Do you put a comma before as well as in a sentence?

Do you put a comma before as well as in a sentence?

When “as well as” is used as a conjunction (i.e. in place of “and”), there is no need to use commas before or after the phrase. Moreover, it should always be used with a singular verb.

What does it mean if you say like a lot?

Basically, that means that they’re giving the conversation they’re having with you their full attention and are considering what they have to say very carefully, rather than tuning you out. They might even have a lot more to say than you, too.

What comes after as well as?

When we put a verb after as well as, we use the -ing form of the verb. (This might sound really strange to a non-native speaker, but the grammar books agree on this.) Running is healthy as well as making you feel good. He broke the window, as well as destroying the wall.

Do I say I too much?

There is nothing wrong with using “I” and you can’t really use it “too much”. A more reasonable concern would be not having enough sentence variety, and what appears to be using “I” too much is just a symptom of that. You can use -ing verb forms instead of writing the subject (“I”) in each dependent clause.
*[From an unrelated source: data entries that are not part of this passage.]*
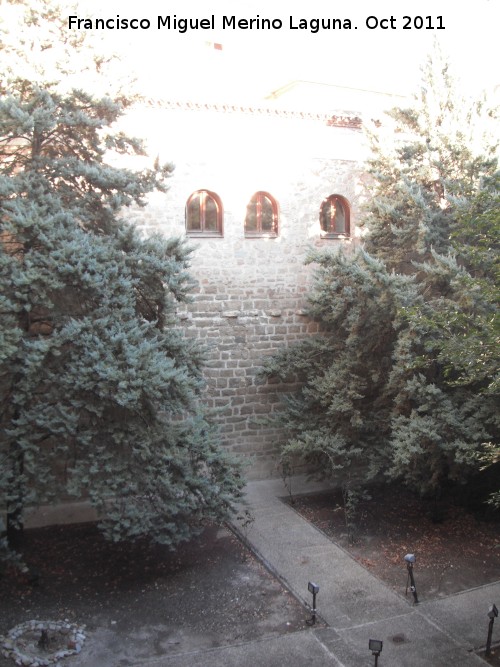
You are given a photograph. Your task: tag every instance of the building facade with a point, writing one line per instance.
(254, 189)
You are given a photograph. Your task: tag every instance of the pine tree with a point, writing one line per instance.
(99, 389)
(376, 388)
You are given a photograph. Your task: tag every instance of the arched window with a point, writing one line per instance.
(204, 214)
(334, 217)
(262, 216)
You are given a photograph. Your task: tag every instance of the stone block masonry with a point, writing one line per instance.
(251, 298)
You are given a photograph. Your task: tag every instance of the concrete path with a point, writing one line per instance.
(354, 603)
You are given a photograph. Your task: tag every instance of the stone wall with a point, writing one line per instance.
(252, 292)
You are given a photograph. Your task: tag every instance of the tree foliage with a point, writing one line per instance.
(401, 380)
(99, 389)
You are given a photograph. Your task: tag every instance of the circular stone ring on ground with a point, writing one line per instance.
(42, 643)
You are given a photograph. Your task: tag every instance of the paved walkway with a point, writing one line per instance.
(355, 604)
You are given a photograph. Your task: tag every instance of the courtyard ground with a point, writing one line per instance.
(145, 600)
(213, 603)
(456, 549)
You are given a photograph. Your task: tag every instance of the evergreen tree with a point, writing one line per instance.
(376, 386)
(99, 388)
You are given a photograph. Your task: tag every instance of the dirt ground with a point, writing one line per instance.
(460, 551)
(211, 592)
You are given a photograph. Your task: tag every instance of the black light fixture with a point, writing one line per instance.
(410, 560)
(314, 589)
(375, 646)
(492, 614)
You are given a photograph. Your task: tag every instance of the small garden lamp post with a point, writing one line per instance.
(492, 614)
(410, 560)
(375, 646)
(314, 589)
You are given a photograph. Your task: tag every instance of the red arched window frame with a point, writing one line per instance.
(204, 214)
(262, 216)
(335, 217)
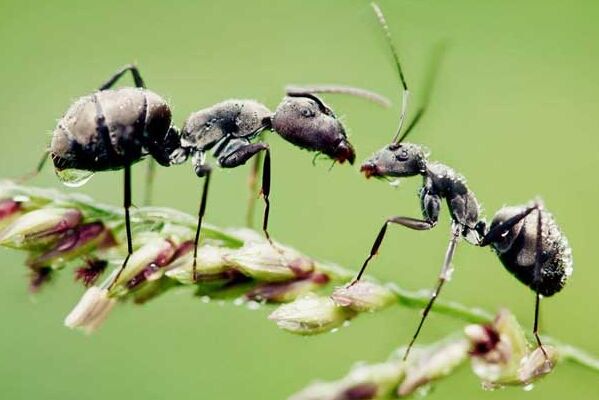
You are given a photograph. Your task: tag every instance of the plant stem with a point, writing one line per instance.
(155, 218)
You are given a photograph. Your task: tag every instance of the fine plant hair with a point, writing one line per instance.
(60, 231)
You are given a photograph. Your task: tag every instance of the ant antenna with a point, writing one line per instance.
(342, 89)
(406, 93)
(430, 78)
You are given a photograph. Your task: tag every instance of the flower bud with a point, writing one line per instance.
(310, 314)
(538, 364)
(39, 227)
(156, 252)
(364, 381)
(497, 350)
(282, 292)
(263, 262)
(433, 363)
(74, 243)
(91, 311)
(39, 277)
(363, 296)
(9, 209)
(211, 263)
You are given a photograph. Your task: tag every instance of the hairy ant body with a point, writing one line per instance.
(115, 128)
(525, 238)
(231, 130)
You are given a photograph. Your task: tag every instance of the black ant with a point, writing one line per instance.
(112, 129)
(526, 238)
(232, 131)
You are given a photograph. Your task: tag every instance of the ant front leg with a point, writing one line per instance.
(252, 185)
(237, 153)
(139, 82)
(495, 233)
(443, 277)
(430, 203)
(127, 206)
(408, 222)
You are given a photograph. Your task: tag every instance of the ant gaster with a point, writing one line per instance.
(526, 238)
(231, 130)
(112, 129)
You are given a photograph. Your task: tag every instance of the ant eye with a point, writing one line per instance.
(306, 112)
(402, 155)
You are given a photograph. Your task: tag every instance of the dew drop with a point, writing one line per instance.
(528, 387)
(21, 198)
(74, 177)
(238, 301)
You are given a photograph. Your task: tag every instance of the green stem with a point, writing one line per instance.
(158, 218)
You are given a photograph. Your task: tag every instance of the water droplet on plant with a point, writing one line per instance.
(528, 387)
(21, 198)
(74, 177)
(238, 301)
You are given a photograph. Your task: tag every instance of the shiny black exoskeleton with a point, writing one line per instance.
(231, 130)
(112, 129)
(531, 247)
(526, 238)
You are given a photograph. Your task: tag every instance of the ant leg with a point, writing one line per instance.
(202, 210)
(412, 223)
(266, 192)
(535, 330)
(36, 171)
(127, 205)
(236, 154)
(150, 175)
(443, 277)
(114, 78)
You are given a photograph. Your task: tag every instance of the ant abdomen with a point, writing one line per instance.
(308, 123)
(109, 129)
(233, 118)
(517, 248)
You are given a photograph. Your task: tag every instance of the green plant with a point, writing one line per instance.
(238, 265)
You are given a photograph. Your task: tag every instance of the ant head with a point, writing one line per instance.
(237, 118)
(396, 160)
(304, 120)
(166, 149)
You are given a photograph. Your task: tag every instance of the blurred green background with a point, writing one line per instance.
(514, 110)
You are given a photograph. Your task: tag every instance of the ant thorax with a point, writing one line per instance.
(229, 119)
(517, 249)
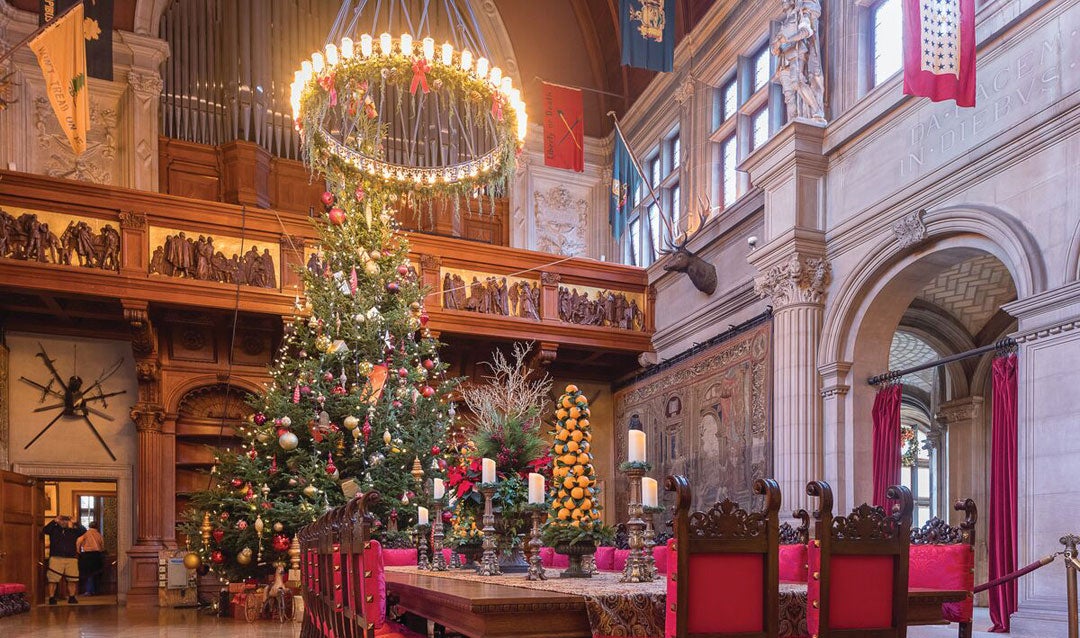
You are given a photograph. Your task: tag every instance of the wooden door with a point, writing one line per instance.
(21, 521)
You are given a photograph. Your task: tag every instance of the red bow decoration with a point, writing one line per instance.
(420, 68)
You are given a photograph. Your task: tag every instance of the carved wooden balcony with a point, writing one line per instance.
(110, 243)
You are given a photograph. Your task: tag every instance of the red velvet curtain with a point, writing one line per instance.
(886, 442)
(1002, 520)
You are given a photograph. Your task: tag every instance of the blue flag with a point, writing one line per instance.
(625, 180)
(648, 34)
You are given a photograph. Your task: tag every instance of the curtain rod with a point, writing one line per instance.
(1003, 344)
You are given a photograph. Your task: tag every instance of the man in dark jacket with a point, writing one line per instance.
(63, 556)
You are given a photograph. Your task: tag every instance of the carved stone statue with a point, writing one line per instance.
(799, 70)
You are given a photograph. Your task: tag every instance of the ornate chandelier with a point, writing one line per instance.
(406, 116)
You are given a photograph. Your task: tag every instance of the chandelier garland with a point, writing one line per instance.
(349, 103)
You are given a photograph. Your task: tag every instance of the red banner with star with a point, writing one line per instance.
(564, 129)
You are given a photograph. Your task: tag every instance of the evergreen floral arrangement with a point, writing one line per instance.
(343, 100)
(575, 514)
(358, 392)
(505, 413)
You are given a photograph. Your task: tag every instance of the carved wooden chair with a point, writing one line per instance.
(793, 548)
(724, 572)
(859, 566)
(943, 557)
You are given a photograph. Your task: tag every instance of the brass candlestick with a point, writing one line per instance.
(636, 571)
(650, 542)
(421, 546)
(536, 564)
(489, 564)
(437, 560)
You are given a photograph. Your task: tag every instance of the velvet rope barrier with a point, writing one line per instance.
(1015, 574)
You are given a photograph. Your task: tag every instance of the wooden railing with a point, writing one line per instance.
(104, 242)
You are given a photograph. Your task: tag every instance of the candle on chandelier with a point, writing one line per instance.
(636, 444)
(649, 498)
(536, 488)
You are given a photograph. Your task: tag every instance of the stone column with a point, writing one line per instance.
(796, 287)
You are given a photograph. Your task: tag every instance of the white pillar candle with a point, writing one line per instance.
(536, 488)
(636, 443)
(649, 491)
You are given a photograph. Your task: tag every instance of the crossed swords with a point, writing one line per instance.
(73, 399)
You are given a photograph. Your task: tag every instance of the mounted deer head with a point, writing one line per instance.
(702, 273)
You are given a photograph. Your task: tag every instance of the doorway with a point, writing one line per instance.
(92, 504)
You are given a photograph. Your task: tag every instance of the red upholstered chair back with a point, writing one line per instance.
(859, 567)
(943, 557)
(723, 567)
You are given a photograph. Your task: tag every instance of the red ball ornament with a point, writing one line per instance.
(281, 543)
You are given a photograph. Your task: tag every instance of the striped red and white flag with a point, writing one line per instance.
(940, 50)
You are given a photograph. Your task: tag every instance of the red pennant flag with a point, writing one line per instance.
(564, 129)
(940, 50)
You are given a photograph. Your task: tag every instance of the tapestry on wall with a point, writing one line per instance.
(707, 418)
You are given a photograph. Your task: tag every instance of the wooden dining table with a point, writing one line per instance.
(480, 608)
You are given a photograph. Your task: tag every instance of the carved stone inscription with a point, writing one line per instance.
(199, 258)
(608, 309)
(31, 236)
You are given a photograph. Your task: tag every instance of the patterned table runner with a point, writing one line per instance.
(625, 609)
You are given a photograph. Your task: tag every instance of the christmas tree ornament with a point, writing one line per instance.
(288, 442)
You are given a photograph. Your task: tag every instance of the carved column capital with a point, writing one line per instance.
(800, 280)
(147, 417)
(132, 220)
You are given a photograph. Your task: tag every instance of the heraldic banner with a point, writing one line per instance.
(63, 57)
(648, 34)
(940, 50)
(564, 130)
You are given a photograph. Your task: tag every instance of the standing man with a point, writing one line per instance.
(63, 555)
(91, 547)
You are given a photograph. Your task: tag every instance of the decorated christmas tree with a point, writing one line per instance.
(358, 393)
(575, 515)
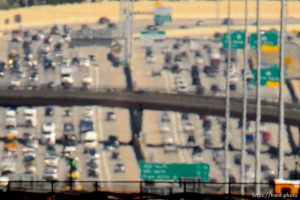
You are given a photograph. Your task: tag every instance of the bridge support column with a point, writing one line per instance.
(136, 119)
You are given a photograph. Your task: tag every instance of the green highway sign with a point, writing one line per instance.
(267, 38)
(237, 40)
(151, 38)
(271, 74)
(162, 18)
(174, 171)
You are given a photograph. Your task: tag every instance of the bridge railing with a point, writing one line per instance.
(154, 187)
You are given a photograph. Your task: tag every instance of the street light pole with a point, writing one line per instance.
(258, 103)
(281, 91)
(227, 112)
(245, 95)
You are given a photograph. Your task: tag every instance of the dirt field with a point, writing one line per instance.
(90, 12)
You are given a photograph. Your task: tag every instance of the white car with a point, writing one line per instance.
(48, 127)
(10, 114)
(150, 59)
(182, 89)
(85, 62)
(4, 180)
(164, 127)
(188, 126)
(199, 60)
(87, 81)
(15, 83)
(88, 111)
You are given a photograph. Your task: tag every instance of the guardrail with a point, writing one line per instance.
(166, 188)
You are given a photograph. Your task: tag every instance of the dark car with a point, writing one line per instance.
(57, 47)
(206, 124)
(55, 30)
(184, 116)
(111, 142)
(2, 69)
(115, 155)
(232, 86)
(75, 61)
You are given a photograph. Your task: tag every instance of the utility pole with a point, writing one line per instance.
(258, 102)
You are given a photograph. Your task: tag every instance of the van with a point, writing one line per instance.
(90, 140)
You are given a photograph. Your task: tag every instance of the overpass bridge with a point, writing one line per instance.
(199, 104)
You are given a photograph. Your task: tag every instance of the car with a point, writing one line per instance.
(50, 151)
(68, 128)
(115, 155)
(164, 127)
(237, 159)
(86, 125)
(191, 140)
(183, 27)
(232, 86)
(111, 116)
(155, 71)
(206, 124)
(111, 26)
(48, 111)
(88, 111)
(93, 172)
(75, 61)
(87, 82)
(169, 146)
(151, 28)
(52, 160)
(91, 153)
(49, 64)
(197, 153)
(165, 117)
(200, 23)
(182, 89)
(111, 143)
(188, 126)
(50, 173)
(196, 81)
(103, 20)
(85, 62)
(55, 30)
(227, 21)
(2, 68)
(119, 167)
(207, 142)
(150, 59)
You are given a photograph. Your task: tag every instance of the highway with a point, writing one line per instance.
(210, 105)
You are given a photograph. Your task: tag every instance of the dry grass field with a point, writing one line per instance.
(90, 12)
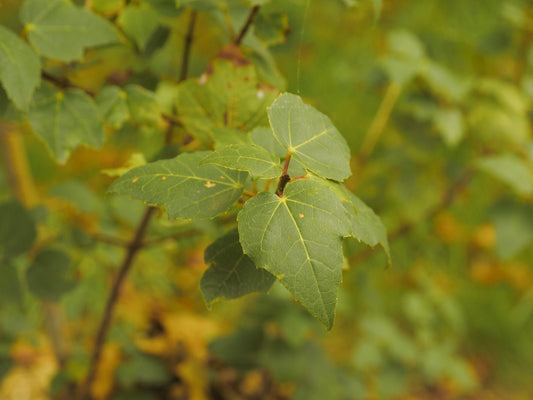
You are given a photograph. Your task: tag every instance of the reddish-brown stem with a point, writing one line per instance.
(284, 178)
(286, 165)
(247, 25)
(298, 177)
(187, 47)
(134, 246)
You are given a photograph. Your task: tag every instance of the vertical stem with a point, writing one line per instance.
(247, 25)
(184, 69)
(133, 248)
(187, 47)
(22, 185)
(15, 163)
(380, 120)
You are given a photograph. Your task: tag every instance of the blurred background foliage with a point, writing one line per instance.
(435, 99)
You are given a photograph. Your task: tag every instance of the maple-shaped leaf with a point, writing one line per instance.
(232, 273)
(183, 187)
(309, 137)
(298, 238)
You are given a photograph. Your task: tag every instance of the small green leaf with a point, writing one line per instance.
(310, 137)
(298, 238)
(184, 188)
(17, 229)
(19, 68)
(230, 97)
(50, 275)
(10, 287)
(112, 104)
(449, 123)
(246, 157)
(271, 28)
(232, 274)
(139, 22)
(142, 104)
(131, 103)
(366, 225)
(511, 170)
(65, 120)
(265, 138)
(60, 30)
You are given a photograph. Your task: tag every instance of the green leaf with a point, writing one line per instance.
(265, 138)
(246, 157)
(60, 30)
(310, 137)
(131, 103)
(366, 226)
(232, 274)
(511, 170)
(17, 229)
(298, 238)
(10, 285)
(142, 105)
(139, 22)
(65, 120)
(449, 123)
(50, 275)
(19, 68)
(230, 97)
(226, 136)
(271, 28)
(514, 228)
(112, 104)
(184, 188)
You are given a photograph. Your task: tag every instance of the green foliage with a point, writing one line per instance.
(231, 273)
(65, 119)
(189, 106)
(183, 187)
(309, 137)
(19, 68)
(50, 274)
(62, 31)
(17, 230)
(298, 238)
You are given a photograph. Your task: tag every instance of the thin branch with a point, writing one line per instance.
(187, 47)
(115, 241)
(103, 329)
(247, 25)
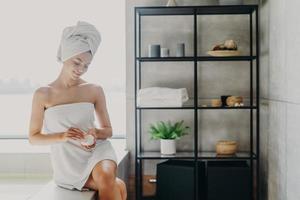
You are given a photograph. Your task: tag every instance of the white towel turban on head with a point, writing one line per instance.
(78, 39)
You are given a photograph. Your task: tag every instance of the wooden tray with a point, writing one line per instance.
(224, 53)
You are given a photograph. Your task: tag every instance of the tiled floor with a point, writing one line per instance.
(20, 188)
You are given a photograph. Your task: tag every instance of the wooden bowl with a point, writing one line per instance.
(216, 103)
(226, 147)
(224, 53)
(232, 100)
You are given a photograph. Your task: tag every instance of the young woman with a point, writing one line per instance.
(63, 115)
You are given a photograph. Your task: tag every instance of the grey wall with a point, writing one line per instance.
(283, 99)
(280, 102)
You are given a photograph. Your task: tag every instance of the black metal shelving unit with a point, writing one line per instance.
(253, 59)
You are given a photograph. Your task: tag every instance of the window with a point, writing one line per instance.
(30, 35)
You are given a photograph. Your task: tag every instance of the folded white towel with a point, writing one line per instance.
(162, 97)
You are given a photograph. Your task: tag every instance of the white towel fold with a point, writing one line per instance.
(78, 39)
(162, 97)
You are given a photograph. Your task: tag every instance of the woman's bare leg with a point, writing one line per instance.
(109, 187)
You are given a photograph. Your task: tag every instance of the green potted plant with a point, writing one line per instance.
(168, 133)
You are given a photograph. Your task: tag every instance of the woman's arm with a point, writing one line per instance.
(105, 130)
(36, 123)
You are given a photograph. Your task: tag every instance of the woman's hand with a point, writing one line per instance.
(72, 134)
(93, 133)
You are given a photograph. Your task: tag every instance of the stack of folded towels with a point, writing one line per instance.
(162, 97)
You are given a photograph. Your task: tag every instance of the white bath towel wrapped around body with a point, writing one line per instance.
(162, 97)
(71, 163)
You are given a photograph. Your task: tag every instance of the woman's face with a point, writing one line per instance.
(77, 65)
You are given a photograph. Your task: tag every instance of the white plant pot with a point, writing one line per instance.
(167, 147)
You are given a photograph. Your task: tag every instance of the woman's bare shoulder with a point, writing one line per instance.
(41, 94)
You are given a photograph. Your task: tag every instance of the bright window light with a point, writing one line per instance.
(30, 35)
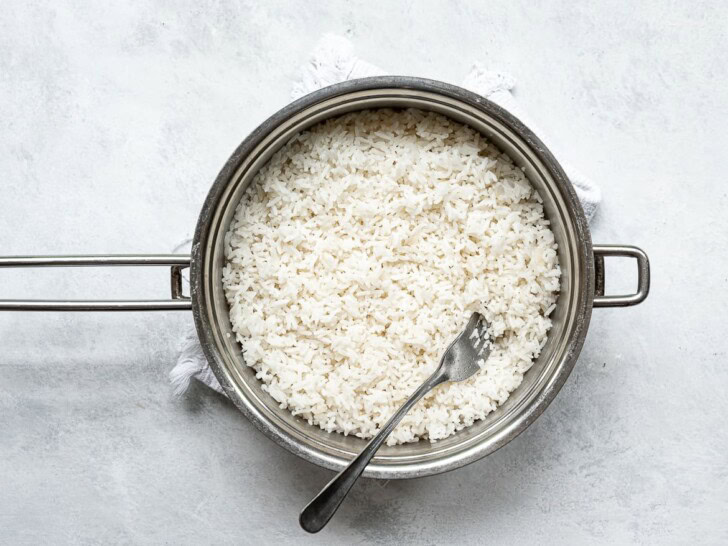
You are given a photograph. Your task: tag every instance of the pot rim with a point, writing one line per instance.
(583, 248)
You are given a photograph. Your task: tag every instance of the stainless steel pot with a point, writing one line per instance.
(582, 278)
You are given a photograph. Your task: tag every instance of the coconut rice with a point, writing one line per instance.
(358, 254)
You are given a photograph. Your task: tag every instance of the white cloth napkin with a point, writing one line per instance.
(333, 60)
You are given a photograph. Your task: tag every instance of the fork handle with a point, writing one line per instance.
(318, 512)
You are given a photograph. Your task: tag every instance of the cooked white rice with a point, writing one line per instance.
(360, 251)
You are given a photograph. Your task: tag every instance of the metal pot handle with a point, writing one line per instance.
(178, 262)
(643, 275)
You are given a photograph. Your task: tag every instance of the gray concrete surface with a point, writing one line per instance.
(115, 118)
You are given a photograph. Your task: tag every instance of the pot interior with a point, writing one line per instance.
(540, 383)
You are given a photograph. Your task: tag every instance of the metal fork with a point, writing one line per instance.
(462, 358)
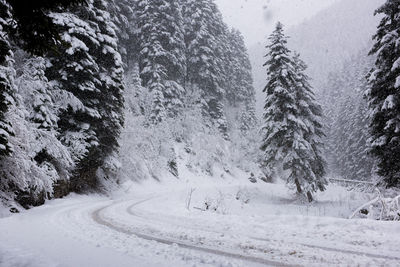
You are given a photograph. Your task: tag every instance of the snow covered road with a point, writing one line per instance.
(155, 228)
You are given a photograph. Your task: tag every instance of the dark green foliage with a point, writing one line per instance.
(384, 94)
(35, 31)
(292, 129)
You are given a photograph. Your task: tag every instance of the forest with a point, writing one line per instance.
(153, 128)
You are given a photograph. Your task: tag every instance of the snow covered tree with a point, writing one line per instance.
(162, 57)
(205, 34)
(291, 120)
(384, 94)
(347, 139)
(90, 68)
(6, 79)
(28, 25)
(124, 17)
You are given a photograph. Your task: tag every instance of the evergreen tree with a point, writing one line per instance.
(6, 79)
(291, 120)
(205, 38)
(162, 56)
(27, 24)
(384, 94)
(347, 119)
(240, 82)
(91, 70)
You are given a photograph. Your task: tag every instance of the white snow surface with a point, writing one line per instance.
(151, 224)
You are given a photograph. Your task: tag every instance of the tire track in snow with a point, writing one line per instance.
(352, 252)
(130, 210)
(98, 218)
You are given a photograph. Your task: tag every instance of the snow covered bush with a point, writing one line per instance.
(380, 208)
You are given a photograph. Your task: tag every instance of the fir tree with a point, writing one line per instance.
(90, 68)
(161, 57)
(6, 79)
(291, 120)
(205, 38)
(384, 94)
(240, 82)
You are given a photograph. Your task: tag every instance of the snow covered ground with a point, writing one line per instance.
(245, 225)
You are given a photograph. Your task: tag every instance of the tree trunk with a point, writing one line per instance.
(309, 196)
(299, 190)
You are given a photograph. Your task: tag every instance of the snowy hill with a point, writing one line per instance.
(325, 41)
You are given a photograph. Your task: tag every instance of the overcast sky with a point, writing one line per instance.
(256, 18)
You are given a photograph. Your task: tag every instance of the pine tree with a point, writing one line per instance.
(205, 38)
(384, 94)
(27, 24)
(91, 70)
(346, 113)
(161, 57)
(240, 81)
(291, 120)
(6, 80)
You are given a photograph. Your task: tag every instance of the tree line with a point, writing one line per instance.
(63, 71)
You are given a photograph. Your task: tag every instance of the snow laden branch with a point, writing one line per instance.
(387, 208)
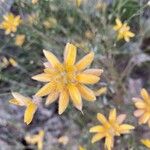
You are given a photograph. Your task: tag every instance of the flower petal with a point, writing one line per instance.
(51, 98)
(109, 142)
(102, 119)
(51, 58)
(43, 77)
(63, 101)
(97, 129)
(45, 90)
(96, 72)
(22, 100)
(70, 54)
(112, 116)
(87, 78)
(75, 96)
(97, 137)
(85, 61)
(29, 113)
(145, 96)
(86, 93)
(121, 118)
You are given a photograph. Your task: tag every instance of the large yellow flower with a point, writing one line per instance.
(30, 105)
(143, 107)
(10, 23)
(68, 79)
(110, 128)
(146, 142)
(123, 30)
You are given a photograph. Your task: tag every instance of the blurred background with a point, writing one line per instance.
(88, 24)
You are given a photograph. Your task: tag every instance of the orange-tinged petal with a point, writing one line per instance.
(51, 58)
(97, 129)
(63, 101)
(112, 116)
(22, 100)
(87, 78)
(85, 61)
(96, 72)
(97, 137)
(70, 54)
(45, 90)
(43, 77)
(86, 93)
(75, 96)
(51, 98)
(29, 113)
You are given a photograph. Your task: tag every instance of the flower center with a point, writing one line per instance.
(65, 75)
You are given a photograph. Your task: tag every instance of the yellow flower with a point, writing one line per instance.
(34, 1)
(110, 128)
(123, 30)
(13, 62)
(81, 148)
(10, 23)
(101, 91)
(143, 107)
(36, 139)
(79, 2)
(63, 140)
(67, 79)
(30, 105)
(20, 38)
(50, 23)
(146, 142)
Can you use as well as in the beginning of a sentence?

We don’t use as well at the beginning of a clause.

Is there a comma after for example?

A comma after “for example” is generally necessary no matter where it appears in the sentence. In particular, you need to place a post-comma when it serves as the introductory phrase of a sentence, when you’re parenthetically using it midway, and when it comes after a semicolon.

Where can you use as well in a sentence?

Example Sentences

  • The car as well as the bike need a mechanic for maintenance to keep it running well.
  • She is always around at their house, she may as well just declare it home.
  • I like the chocolates that you brought as well as the ones that my mother gave me.
  • I may as well quit my job now and start my own business.

How do you use as well in the middle of a sentence?

The expression as well as can be used in the middle of the sentence, and is similar to “and” or “not only… but also”: She bought the necklace. She bought the earrings. She bought the necklace and the earrings.

Is it to or too much?

If you are using this phrase to mean excessive or excessively, you should always choose too much. It is the only correct version of the phrase. To much is an error based on a misinterpretation of the homophones to and too in spoken English.